When I told my roommate how much I dislike being overcharged for rides by rickshaw drivers, he told me it was my own fault and then fault of every Western bleeding heart who comes to Bangalore. It seems there is blame aplenty. Could the fault lie with multinational corporations, whose giant campuses have caused property values to soar and kickstarted neighborhoods overnight? Is it the flood of expats and Non-resident Indians who brought their Western customs and hard currency to the local market? What about the tourists who cling to Bangalore’s scant cultural offerings for out-of-towners? Why not call it a little bit of everything. After all, this is India.

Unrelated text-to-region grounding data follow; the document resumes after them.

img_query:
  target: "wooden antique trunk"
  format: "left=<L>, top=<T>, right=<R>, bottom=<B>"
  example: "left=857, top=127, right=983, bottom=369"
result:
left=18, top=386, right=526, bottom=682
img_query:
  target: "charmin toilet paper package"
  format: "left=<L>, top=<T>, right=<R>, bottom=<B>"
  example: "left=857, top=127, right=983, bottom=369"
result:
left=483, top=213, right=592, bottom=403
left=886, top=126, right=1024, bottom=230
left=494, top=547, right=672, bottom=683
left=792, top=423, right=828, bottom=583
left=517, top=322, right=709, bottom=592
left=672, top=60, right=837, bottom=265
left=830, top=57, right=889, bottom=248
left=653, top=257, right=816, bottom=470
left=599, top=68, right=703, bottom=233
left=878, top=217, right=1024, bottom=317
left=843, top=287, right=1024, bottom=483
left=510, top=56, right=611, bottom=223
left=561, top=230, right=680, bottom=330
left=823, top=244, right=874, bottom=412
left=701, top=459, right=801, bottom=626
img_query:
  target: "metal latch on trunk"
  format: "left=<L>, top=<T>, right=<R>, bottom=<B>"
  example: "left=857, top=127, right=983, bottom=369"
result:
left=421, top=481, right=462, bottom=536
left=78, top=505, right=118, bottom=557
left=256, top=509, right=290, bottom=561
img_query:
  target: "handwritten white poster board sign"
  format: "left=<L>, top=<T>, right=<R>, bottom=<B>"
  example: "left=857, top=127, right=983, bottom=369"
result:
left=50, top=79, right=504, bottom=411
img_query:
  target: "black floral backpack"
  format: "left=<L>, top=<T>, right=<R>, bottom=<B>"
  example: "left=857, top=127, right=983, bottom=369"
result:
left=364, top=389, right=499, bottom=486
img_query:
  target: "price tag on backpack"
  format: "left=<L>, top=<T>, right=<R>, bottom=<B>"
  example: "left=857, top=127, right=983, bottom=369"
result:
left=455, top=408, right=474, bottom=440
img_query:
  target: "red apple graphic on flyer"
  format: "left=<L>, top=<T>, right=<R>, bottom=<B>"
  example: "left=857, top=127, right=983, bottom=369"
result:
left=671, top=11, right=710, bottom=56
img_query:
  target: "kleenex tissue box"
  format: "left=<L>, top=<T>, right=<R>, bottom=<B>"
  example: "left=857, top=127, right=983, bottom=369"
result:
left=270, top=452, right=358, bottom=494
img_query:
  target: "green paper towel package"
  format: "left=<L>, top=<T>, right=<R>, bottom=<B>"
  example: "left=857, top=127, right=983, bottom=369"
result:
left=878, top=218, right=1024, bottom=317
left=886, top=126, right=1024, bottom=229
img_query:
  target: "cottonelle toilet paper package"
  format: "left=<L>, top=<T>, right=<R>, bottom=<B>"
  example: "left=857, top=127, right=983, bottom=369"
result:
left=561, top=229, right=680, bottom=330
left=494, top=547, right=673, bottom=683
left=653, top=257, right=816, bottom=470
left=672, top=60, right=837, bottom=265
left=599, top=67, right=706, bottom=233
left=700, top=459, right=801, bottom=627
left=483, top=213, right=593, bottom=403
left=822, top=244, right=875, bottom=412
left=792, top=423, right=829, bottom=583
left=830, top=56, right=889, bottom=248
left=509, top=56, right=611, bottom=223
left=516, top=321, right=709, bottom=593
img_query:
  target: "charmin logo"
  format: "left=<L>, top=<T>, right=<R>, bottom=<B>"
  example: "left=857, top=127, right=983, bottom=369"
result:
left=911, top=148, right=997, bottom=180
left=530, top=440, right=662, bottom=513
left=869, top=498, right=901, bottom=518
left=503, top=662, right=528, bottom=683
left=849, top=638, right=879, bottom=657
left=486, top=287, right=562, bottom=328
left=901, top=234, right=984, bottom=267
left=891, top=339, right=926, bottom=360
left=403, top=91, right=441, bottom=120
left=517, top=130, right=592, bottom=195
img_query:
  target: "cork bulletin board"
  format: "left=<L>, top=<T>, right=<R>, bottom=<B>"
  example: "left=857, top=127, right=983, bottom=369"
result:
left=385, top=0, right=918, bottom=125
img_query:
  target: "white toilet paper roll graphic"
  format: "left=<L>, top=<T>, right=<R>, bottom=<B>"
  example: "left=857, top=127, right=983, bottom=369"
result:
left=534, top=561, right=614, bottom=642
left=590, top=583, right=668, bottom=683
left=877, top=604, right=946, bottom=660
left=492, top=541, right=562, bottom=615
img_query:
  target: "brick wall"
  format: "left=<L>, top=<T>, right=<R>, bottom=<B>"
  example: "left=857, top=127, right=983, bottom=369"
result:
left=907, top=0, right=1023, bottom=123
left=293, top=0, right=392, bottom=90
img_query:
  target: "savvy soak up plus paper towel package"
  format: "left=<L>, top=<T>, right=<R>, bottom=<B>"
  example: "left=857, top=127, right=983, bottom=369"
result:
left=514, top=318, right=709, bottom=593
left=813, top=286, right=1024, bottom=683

The pyschology of tipping has many layers. As an American in India, I’m happy to pay the same off meter price I consider extortion, if I get to feel it is given as a tip instead of an overcharge. The notion of a choice, however, is crucial. In the U.S., we’re expected to tip enthusiastically and often. It’s not a choice; it’s a hard and fast social convention with little or no escape. Cab drivers, barbers, waiters, mechanics, bar tenders, florists, and delivery boys are just a few of the folks who expect tips for their work, in New York, arguably America’s most expensive city. With already high sticker prices, people in service industries earn meager wages in exchange for generous tips–the adage goes–in order to survive. In Bangalore, says my other roommate, a tip of five percent is considered acceptable, depending on the nature of the service, but there is no hard and fast rule.
A gratuity or a “tip” is a word of mysterious origin, but the meaning is clear. A tip of some amount is given to the servicer on top of any standard charges as a gesture of appreciation for outstanding service and a measure of goodwill.
According to Straight Dope columnist, Cecil Adams, the practice of tipping may have Latin origins, in which case it was a “stips” or gift, but tipping as we know it today has its origin in Great Britain. Adams writes,
Tipping spread from England to colonial America, but after the revolution it was frowned upon (temporarily) as a hangover from the British class system. One only tipped one’s social inferiors, which, lest we forget, did not exist in the brave new world. Unfortunately, the working class eventually got around to swallowing its pride, and tipping returned with all the fervor it possesses today.
As an American, the very idea of being someone’s “social better” makes me as squeamish as paying. From that point of view, its easy to see how a display of largesse is not about altruism at all, but instead reinforces the class standing of the server and the served. In India, with its outlawed though well-reinforced caste system, the idea of different social classes doesn’t strike anyone as a big deal from my personal observations.